[Table of Contents] [Previous] [Next] [HMK Home] Stefan Pascu: A History of Transylvania

Pascu, p. 289:

Chapter 14.
GREAT ROMANIA (pp. 289 - 298)

The Paris Peace Conference

The so-called World Parliament that met in Paris for the peace conference of January 1919 struggled to find equitable solutions for a war-torn world, new, fairer arrangements to protect it from a new catastrophe.

This World Parliament aimed, similarly to the Congress of the Holy League a century earlier, at securing the peace of Europe for all time, by the solution of the most difficult problems.

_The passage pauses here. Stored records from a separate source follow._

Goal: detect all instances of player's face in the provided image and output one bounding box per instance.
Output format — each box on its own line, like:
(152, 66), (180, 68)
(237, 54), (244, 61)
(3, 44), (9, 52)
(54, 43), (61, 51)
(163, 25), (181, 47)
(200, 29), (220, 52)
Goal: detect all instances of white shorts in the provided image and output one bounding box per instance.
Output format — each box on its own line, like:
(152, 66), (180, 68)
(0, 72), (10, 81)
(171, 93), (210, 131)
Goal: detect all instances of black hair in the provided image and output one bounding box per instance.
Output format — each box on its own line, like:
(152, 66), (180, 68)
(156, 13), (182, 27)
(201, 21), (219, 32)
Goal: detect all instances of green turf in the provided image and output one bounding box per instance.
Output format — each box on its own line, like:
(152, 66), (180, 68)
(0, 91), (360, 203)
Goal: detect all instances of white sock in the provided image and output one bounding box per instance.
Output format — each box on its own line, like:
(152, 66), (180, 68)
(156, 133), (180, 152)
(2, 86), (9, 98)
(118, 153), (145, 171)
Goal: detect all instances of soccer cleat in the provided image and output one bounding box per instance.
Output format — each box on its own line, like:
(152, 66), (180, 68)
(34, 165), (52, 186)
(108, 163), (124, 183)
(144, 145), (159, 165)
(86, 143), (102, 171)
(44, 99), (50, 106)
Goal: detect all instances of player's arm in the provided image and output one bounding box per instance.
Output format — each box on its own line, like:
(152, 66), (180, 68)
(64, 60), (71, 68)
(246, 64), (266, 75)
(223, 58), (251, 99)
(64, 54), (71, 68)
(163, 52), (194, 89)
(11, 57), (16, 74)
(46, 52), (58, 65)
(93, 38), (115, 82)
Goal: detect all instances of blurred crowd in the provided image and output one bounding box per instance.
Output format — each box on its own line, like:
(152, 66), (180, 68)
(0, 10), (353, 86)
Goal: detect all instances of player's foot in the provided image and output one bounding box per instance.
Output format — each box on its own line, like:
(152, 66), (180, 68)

Today, after more than seven decades, it is obvious that this aim was not reached. To the contrary, the peace treaties in Paris of 1920 lay the foundation for new catastrophes, such as the second World War, because the noble principles of peoples' self-determination were not realized. Another sinister consequence of the Paris peace treaties (specifically, the creation of multi-national Yugoslavia) was the war waged on the Balkan peninsula in the first half of the 1990-s, which was not less than a catastrophe.

It may be added that the League of Nations was unable to resolve any litigious problems and to enforce and to put into effect its own principles, recommendations and resolutions. Its total fiasco was obvious for the whole world already after a decade of its existence. It must be stated, with sorrow, that its spiritual successor, the UNO, is not more successful.


Pascu, p. 291:

Romania, for example, which had suffered material losses of 31 million gold lei in addition to an enormous human toll, was to receive 1 percent [of the war damage paid by the Germans].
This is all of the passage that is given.